Dios no es ateo, Juan Pablo II tampoco

Autor: Padre Alejandro Cortés González-Báez

 

 

Mucha gente usa la expresión “gracias a Dios” para tratar de decir: “afortunadamente”, lo cual nos ubica en dos realidades o cosmovisiones muy distintas entre sí, pues una reconoce a Dios como autor y causante primario o secundario de los acontecimientos, y la otra se basa en un devenir ciego producto del azar. Es decir, el primero es consecuencia de la “causalidad”, y el otro es producido por la “casualidad”. Pues bien, yo me declaro partidario de la primera forma de entender la realidad, y jugando con las palabras puedo afirmar que gracias a Dios, Dios no es ateo, sino muy por el contrario, es “profundamente creyente”. Dios “cree” en Dios, y como dice un libro por ahí, también cree en el hombre.

Para quienes tenemos la dicha de gozar de una fe sobrenatural, que nos ayuda a encontrar la cuadratura a los rectángulos, vemos en Juan Pablo II a un hombre que Dios ha regalado a la humanidad, en la quinta y última parte del siglo que hemos dejado atrás, y en los inicios de un milenio desconcertante, pero a la vez, muy esperanzador.

No cabe duda que esta figura ha sido clave en el rumbo que gran parte la humanidad ha seguido es estos años, con un Papa que viene trabajando la entrega de la estafeta secular y milenaria desde los comienzos de su pontificado. Un hombre con mentalidad universal como pocos la han tenido jamás, pues su partido está compuesto por todo tipo de personas, esto es: Divinas y humanas, no hay más. Las tres personas divinas en un solo Dios, y los millones de personas humanas en una sola familia, la de los hijos de Dios.

En su mensaje para la celebración de la jornada mundial de la paz en este día primero del año, podemos leer: “Con la perspectiva de un año lleno de significado, renuevo cordialmente a todos el deseo de paz: A todos digo que la paz es posible”. Ustedes perdonen pero esto me resulta asombroso, pues quizás por habernos curtido en un clima de noticias negativas y violentas hayamos perdido de vista que realmente la paz es posible. 

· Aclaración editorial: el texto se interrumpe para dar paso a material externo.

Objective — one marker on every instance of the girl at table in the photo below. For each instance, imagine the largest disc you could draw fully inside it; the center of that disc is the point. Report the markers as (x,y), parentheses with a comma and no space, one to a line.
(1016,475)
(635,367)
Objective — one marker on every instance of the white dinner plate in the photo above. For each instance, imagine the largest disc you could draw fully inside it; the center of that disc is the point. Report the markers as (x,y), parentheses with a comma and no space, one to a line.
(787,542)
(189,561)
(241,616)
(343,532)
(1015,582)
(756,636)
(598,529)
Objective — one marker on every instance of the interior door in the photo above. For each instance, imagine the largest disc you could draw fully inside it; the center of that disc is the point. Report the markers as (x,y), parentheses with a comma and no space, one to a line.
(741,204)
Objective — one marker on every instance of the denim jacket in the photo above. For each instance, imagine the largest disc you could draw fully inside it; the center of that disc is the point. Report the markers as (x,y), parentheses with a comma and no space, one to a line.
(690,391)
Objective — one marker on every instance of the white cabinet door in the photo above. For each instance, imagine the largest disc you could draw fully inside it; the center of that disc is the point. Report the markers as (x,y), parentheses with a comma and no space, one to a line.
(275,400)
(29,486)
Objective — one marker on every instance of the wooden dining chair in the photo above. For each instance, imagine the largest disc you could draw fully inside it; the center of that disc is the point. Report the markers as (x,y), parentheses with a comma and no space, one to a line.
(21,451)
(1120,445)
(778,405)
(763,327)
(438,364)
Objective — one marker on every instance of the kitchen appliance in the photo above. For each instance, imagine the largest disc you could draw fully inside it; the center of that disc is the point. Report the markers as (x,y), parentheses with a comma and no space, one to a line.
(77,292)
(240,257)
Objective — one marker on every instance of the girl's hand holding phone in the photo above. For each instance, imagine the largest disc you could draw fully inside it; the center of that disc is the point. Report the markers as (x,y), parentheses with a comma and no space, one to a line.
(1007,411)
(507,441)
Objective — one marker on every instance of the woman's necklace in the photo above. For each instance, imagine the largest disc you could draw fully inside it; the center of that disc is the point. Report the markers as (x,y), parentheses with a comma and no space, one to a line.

No estamos ante un hombre desconocedor de la realidad, o ante un candoroso soñador. No, sino ante un hombre que advierte: “El siglo XX nos deja en herencia, sobre todo, una advertencia: Unas guerras a menudo son causa de otras, ya que alimentan odios profundos, crean situaciones de injusticia y ofenden la dignidad y los derechos de las personas. En general, además de ser extraordinariamente dañinas, no resuelven los problemas que las originan y, por tanto, resultan inútiles. Con la guerra, la humanidad es la que pierde. Sólo desde la paz y con la paz se puede garantizar el respeto de la dignidad de la persona humana y de sus derechos inalienables”. Pero también dice que: “Es un deber recordar a los que, en un gran número, han contribuido a la afirmación de los derechos humanos y a su solemne proclamación, a la derrota de los totalitarismos, al final del colonialismo, al desarrollo de la democracia y a la creación de grandes organismos internacionales”.

Y más adelante, con la valentía que lo ha caracterizado en todos los escenarios mundiales afirma: “Los crímenes contra la humanidad no pueden ser considerados asuntos internos de una nación. En este sentido, la puesta en marcha de la institución de una Corte penal que los juzgue es un paso importante. Tenemos que dar gracias a Dios que siga creciendo, en la conciencia de los pueblos y las naciones, la convicción de que los derechos humanos, universales e indivisibles, no tienen fronteras”. Como también: “A este propósito la misma Organización de las Naciones Unidas tiene que ofrecer a todos los Estados miembros la misma oportunidad de participar en las decisiones, superando privilegios y discriminaciones que debilitan su papel y credibilidad”.

“Desde el momento en que la humanidad, llamada a ser una sola familia, todavía está dividida dramáticamente en dos, -en este momento más de mil cuatrocientos millones de personas viven en una situación de extrema pobreza-, es especialmente urgente reconsiderar los modelos que inspiran las opciones de desarrollo. Así pues, se tendrán que armonizar mejor las legítimas exigencias de eficacia económica con las de participación política y justicia social, sin recaer en los errores ideológicos cometidos en el siglo XX”. 

Por otra parte, parece ser que son muy pocos son los estadistas que han entendido el maravilloso contenido de la siguiente afirmación: “La promoción de los pobres es una gran ocasión para el crecimiento moral, cultural e incluso económico de la humanidad entera. Miremos a los pobres no como un problema, sino como los que pueden llegar a ser sujetos y protagonistas de un futuro nuevo y más humano para todo el mundo”. Por mi parte concluyo: ¿Cuál será la parte de responsabilidad que a mí me corresponde en todo esto? (Fuente: L’Osservatore Romano).